Cicatrici: Le cicatrici del lifting essendo molto sottili ed in gran parte nascoste dai capelli o dalle orecchie, risultano praticamente invisibili.

Attività: Un makeup leggero può essere applicato dopo 3-4 giorni, mentre per doccia o lavaggio dei capelli è consigliabile attendere 2-3 giorni. Le attività sportive potranno essere riprese dopo 2 - 3 settimane. Per almeno un mese è consigliabile non esporsi al sole per evitare il rischio di pigmentazione delle cicatrici.

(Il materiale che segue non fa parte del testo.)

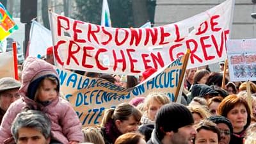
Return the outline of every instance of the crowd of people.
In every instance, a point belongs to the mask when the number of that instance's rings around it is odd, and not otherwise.
[[[47,54],[52,54],[51,51]],[[256,84],[229,81],[208,67],[186,70],[180,103],[161,92],[105,110],[100,125],[82,127],[61,96],[51,60],[28,57],[20,81],[0,79],[0,143],[248,144],[256,143]],[[76,72],[132,88],[156,72],[120,76]],[[251,93],[251,97],[248,97]]]

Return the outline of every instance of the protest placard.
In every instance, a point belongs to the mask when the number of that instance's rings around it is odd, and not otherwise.
[[[129,102],[136,97],[147,97],[150,92],[161,91],[167,93],[173,102],[176,99],[175,94],[179,90],[179,81],[183,79],[181,74],[186,70],[185,56],[158,70],[146,81],[131,88],[58,68],[60,91],[73,106],[83,126],[99,125],[106,109]]]
[[[231,81],[256,80],[256,39],[228,40],[227,52]]]
[[[37,58],[45,56],[47,49],[50,47],[52,47],[51,31],[32,20],[28,56]]]
[[[49,12],[56,64],[63,68],[141,75],[161,68],[191,50],[188,68],[227,58],[234,1],[165,26],[114,28]]]
[[[15,77],[13,51],[0,53],[0,78]]]

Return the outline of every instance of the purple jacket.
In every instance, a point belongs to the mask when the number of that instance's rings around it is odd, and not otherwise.
[[[58,77],[56,71],[51,64],[35,58],[27,58],[24,62],[22,85],[19,90],[22,98],[10,105],[3,118],[0,125],[0,143],[3,143],[5,140],[12,137],[12,122],[28,104],[33,106],[36,109],[40,109],[51,118],[51,134],[54,140],[63,144],[67,144],[70,141],[83,141],[82,125],[78,116],[70,104],[60,97],[60,93],[59,97],[46,106],[26,96],[28,86],[33,80],[49,74]]]

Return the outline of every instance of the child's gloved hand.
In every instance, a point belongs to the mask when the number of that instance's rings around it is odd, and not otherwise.
[[[68,143],[69,144],[78,144],[78,141],[70,141]]]

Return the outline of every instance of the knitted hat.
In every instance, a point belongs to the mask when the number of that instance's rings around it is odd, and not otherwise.
[[[152,75],[154,73],[155,73],[156,71],[157,71],[156,69],[152,68],[152,67],[146,69],[146,70],[145,70],[145,72],[143,72],[143,73],[142,73],[143,77],[142,77],[141,81],[145,80],[147,78],[148,78],[151,75]]]
[[[0,79],[0,92],[13,88],[19,88],[21,83],[10,77]]]
[[[230,131],[230,134],[233,133],[233,127],[232,124],[229,120],[223,116],[216,115],[216,116],[212,116],[208,118],[208,120],[212,121],[212,122],[218,124],[220,123],[223,123],[226,124],[228,128],[229,131]]]
[[[194,119],[190,111],[184,105],[178,103],[164,105],[156,117],[157,132],[163,132],[163,131],[176,132],[178,129],[192,124],[194,124]]]
[[[44,75],[42,76],[40,76],[39,77],[37,77],[35,79],[33,79],[32,82],[29,84],[28,88],[28,97],[31,99],[35,100],[35,93],[36,92],[37,88],[39,86],[39,84],[40,82],[44,79],[45,77],[55,77],[56,79],[57,80],[58,84],[57,84],[57,92],[60,91],[60,83],[59,83],[59,79],[58,78],[53,74],[51,74],[51,72],[48,72],[48,71],[45,71],[45,75]]]

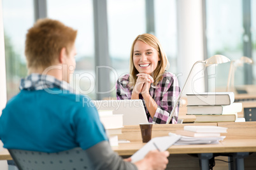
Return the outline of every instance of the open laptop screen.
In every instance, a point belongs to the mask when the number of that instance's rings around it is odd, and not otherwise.
[[[141,100],[112,100],[92,101],[97,109],[112,110],[113,114],[123,114],[124,125],[147,123],[146,112]]]

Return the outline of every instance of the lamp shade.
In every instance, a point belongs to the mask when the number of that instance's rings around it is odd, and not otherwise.
[[[224,63],[230,62],[231,60],[224,55],[217,55],[211,56],[208,59],[204,60],[205,64],[207,66],[212,64]]]
[[[173,110],[171,110],[171,112],[170,115],[169,115],[169,117],[168,117],[168,119],[167,119],[167,121],[166,122],[166,124],[169,124],[171,122],[171,117],[173,117],[173,115],[174,112],[175,112],[175,110],[176,110],[176,107],[178,106],[178,103],[179,103],[180,98],[181,97],[181,95],[182,95],[183,91],[184,90],[185,86],[186,86],[187,82],[189,77],[190,77],[191,72],[192,72],[193,69],[194,69],[194,67],[195,67],[196,65],[197,65],[197,63],[203,63],[203,64],[204,64],[205,67],[208,67],[208,66],[210,66],[211,65],[213,65],[213,64],[224,63],[229,62],[230,61],[231,61],[231,60],[229,60],[229,58],[228,58],[227,57],[226,57],[226,56],[225,56],[224,55],[214,55],[213,56],[211,56],[210,58],[209,58],[208,59],[206,59],[204,61],[200,60],[200,61],[196,62],[193,65],[190,71],[189,72],[188,75],[187,77],[187,80],[185,82],[184,86],[182,88],[181,91],[180,93],[180,95],[178,96],[178,99],[175,101],[174,106],[173,107]]]
[[[234,61],[234,66],[242,66],[244,63],[250,63],[252,64],[253,61],[252,58],[250,58],[247,56],[241,56],[239,59],[236,60]]]

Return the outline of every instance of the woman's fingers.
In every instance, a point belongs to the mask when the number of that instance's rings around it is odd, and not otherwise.
[[[139,73],[137,74],[138,79],[145,80],[150,82],[153,82],[153,79],[150,75],[145,73]]]

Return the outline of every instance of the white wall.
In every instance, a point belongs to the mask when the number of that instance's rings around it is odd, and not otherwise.
[[[2,1],[0,0],[0,115],[6,103],[6,79],[5,74],[4,38],[3,24]],[[3,143],[0,141],[0,152],[3,149]],[[7,170],[7,161],[0,161],[0,169]]]
[[[178,32],[178,73],[180,86],[183,87],[194,63],[204,60],[202,0],[176,0]],[[195,67],[183,96],[187,93],[204,92],[203,64]],[[193,84],[192,83],[193,82]],[[192,86],[193,85],[193,86]]]

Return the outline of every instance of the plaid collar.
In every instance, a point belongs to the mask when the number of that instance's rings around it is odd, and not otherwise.
[[[63,81],[60,81],[55,77],[39,74],[31,74],[20,82],[20,89],[28,91],[41,90],[57,88],[63,90],[74,91],[69,84]]]

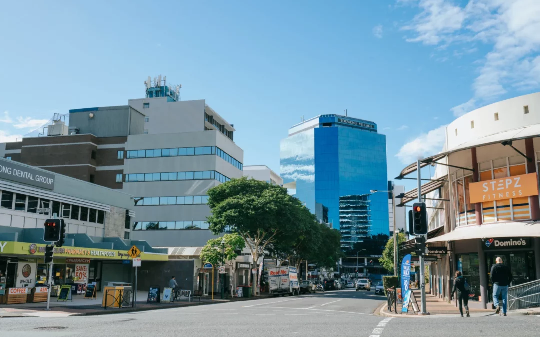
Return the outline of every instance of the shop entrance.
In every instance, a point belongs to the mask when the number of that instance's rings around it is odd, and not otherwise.
[[[514,280],[511,286],[517,285],[536,279],[535,254],[532,251],[514,252],[493,252],[486,253],[488,260],[488,276],[489,281],[489,300],[493,299],[493,284],[491,281],[491,266],[497,263],[497,258],[503,259],[503,264],[509,266],[512,271]]]

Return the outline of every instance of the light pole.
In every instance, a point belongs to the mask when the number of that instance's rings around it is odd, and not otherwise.
[[[221,240],[221,265],[225,265],[225,238],[223,238]],[[224,278],[223,276],[225,275],[224,273],[221,273],[221,299],[222,300],[225,298],[225,285],[224,284]]]
[[[394,191],[381,191],[379,190],[372,190],[372,193],[377,192],[387,192],[392,194],[392,218],[394,219],[394,275],[397,275],[397,236],[396,235],[396,198],[394,194]]]
[[[362,252],[366,250],[365,249],[361,249],[360,250],[356,252],[356,278],[358,278],[358,253],[360,252]]]

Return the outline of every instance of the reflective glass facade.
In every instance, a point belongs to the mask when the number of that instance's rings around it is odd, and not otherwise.
[[[284,182],[296,182],[295,195],[320,219],[338,229],[347,223],[342,246],[363,236],[389,234],[388,194],[370,192],[388,189],[386,137],[377,133],[376,125],[323,115],[293,127],[289,134],[281,145]],[[346,201],[346,196],[364,205],[355,216],[365,221],[345,221],[345,213],[354,210],[342,205],[340,212],[340,198]]]

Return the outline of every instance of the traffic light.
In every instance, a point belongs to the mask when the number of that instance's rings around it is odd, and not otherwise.
[[[60,220],[60,239],[56,242],[57,247],[62,247],[65,242],[66,237],[66,222],[64,219]]]
[[[428,233],[428,210],[425,202],[415,202],[413,205],[414,219],[414,233],[424,235]]]
[[[52,262],[52,256],[54,254],[55,246],[47,246],[45,247],[45,263]]]
[[[409,211],[409,234],[414,235],[414,220],[413,219],[413,210]]]
[[[416,255],[423,255],[426,251],[426,238],[423,236],[414,238],[414,251]]]
[[[60,219],[47,219],[45,221],[45,232],[43,240],[56,242],[60,239]]]

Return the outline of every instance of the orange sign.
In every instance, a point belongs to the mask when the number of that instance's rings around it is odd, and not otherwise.
[[[470,191],[470,202],[473,204],[537,195],[538,178],[536,173],[529,173],[481,181],[471,183]]]

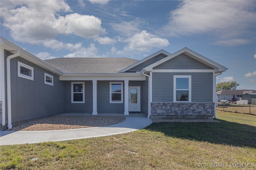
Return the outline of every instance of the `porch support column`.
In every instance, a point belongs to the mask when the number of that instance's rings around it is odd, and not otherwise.
[[[92,115],[97,115],[97,80],[92,80]]]
[[[124,80],[124,115],[129,115],[129,80]]]

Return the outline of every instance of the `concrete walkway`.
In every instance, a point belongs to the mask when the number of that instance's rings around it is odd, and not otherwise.
[[[1,131],[0,145],[38,143],[109,136],[143,129],[152,123],[146,117],[126,117],[119,123],[103,127],[44,131]]]

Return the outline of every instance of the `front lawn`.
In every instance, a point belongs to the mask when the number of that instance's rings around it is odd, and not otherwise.
[[[220,123],[153,123],[108,137],[1,146],[0,169],[255,168],[256,116],[217,117]]]

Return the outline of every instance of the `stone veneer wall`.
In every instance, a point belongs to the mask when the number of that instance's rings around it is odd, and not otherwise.
[[[152,102],[151,112],[152,117],[155,119],[212,119],[214,114],[214,103]]]

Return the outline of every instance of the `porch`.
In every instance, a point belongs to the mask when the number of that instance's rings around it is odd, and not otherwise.
[[[79,116],[86,116],[92,115],[91,112],[67,112],[64,113],[60,114],[59,115],[79,115]],[[123,112],[98,112],[96,115],[97,116],[126,116],[126,117],[146,117],[147,115],[142,113],[134,113],[129,112],[129,115],[125,115]]]

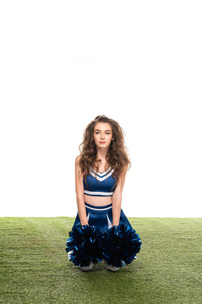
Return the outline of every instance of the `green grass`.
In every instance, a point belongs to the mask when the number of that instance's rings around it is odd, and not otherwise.
[[[68,259],[73,217],[2,217],[1,303],[202,303],[202,219],[128,217],[142,242],[112,272]]]

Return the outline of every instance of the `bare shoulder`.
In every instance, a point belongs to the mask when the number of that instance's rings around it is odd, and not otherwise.
[[[80,155],[78,155],[78,156],[76,157],[76,159],[75,159],[75,163],[77,165],[79,165],[80,163],[80,160],[81,159],[81,156]]]

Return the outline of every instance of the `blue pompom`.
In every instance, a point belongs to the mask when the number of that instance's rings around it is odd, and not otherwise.
[[[102,262],[103,236],[98,228],[79,223],[69,235],[65,250],[76,266],[89,266],[90,261],[94,264]]]
[[[123,267],[137,258],[142,242],[135,230],[129,226],[114,225],[103,233],[103,258],[108,264]]]

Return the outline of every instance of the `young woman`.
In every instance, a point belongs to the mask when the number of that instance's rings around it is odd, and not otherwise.
[[[101,232],[120,224],[133,229],[121,208],[126,175],[131,167],[122,130],[116,121],[104,115],[96,117],[86,128],[79,147],[80,154],[75,160],[78,212],[72,231],[79,224],[94,226]],[[138,241],[139,250],[140,239]],[[71,260],[70,256],[69,253]],[[105,259],[104,262],[109,270],[119,269]],[[90,261],[89,266],[80,268],[90,270],[93,265]]]

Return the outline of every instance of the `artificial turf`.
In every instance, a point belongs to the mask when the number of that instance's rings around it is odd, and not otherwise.
[[[142,244],[114,272],[65,250],[75,218],[0,218],[0,303],[202,303],[202,218],[129,217]]]

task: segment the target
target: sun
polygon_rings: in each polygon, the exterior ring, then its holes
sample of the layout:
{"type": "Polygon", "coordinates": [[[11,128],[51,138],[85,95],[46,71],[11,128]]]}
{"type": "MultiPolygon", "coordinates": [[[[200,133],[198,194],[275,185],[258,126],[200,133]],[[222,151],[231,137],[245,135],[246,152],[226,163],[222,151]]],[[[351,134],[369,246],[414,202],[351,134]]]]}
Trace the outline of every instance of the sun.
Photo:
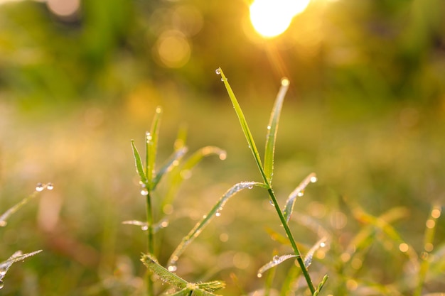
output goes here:
{"type": "Polygon", "coordinates": [[[284,32],[294,16],[306,9],[311,0],[254,0],[250,21],[262,36],[270,38],[284,32]]]}

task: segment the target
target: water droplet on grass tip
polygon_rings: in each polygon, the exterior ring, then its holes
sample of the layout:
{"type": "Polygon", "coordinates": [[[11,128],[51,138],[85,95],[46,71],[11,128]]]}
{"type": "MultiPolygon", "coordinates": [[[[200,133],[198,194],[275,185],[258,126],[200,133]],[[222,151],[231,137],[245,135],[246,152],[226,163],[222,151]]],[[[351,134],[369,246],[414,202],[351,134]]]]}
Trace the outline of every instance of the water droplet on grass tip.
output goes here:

Possibili complicanze del Minilifting

I rischi specifici del lifting sono limitati ed in genere rari:

  • Ematomi: la più comune complicanza nell'ambito degli interventi di chirurgia plastica è la raccolta di sangue o coaguli al di sotto del piano cutaneo, detti appunto ematomi. Nel caso di dimensioni tali da dover essere asportati, verrà effettuata una piccola incisione nel tratto della ferita chirurgica, che non produrrà alcuna conseguenza negativa sul risultato finale dell'intervento.
  • Necrosi o sofferenza cutanea: in rari casi la formazione di un ematoma o anche la tensione applicata sulla pelle durante l’ intervento, possono determinare la necrosi dei tessuti. Questo avviene soprattutto nei fumatori e guarisce senza esiti o con esiti minimi, mediante frequenti medicazioni.
  • Infezioni: Il rischio di infezioni in seguito ad un lifting al volto è uno dei più bassi tra gli interventi chirurgici. Tuttavia, si può ricorrere ad una terapia antibiotica mirata, e sottoporsi a medicazioni più frequenti e prolungate nel tempo.
  • Lesioni nervose periferiche: Sebbene teoricamente possibile, in un lifting correttamente eseguito il rischio di lesioni di uno dei tronchi principali del nervo facciale è ridotta al minimo. Il rischio di lesioni nervose è ovviamente più alto nei lifting che prevedono la plicatura del piano fasciocutaneo.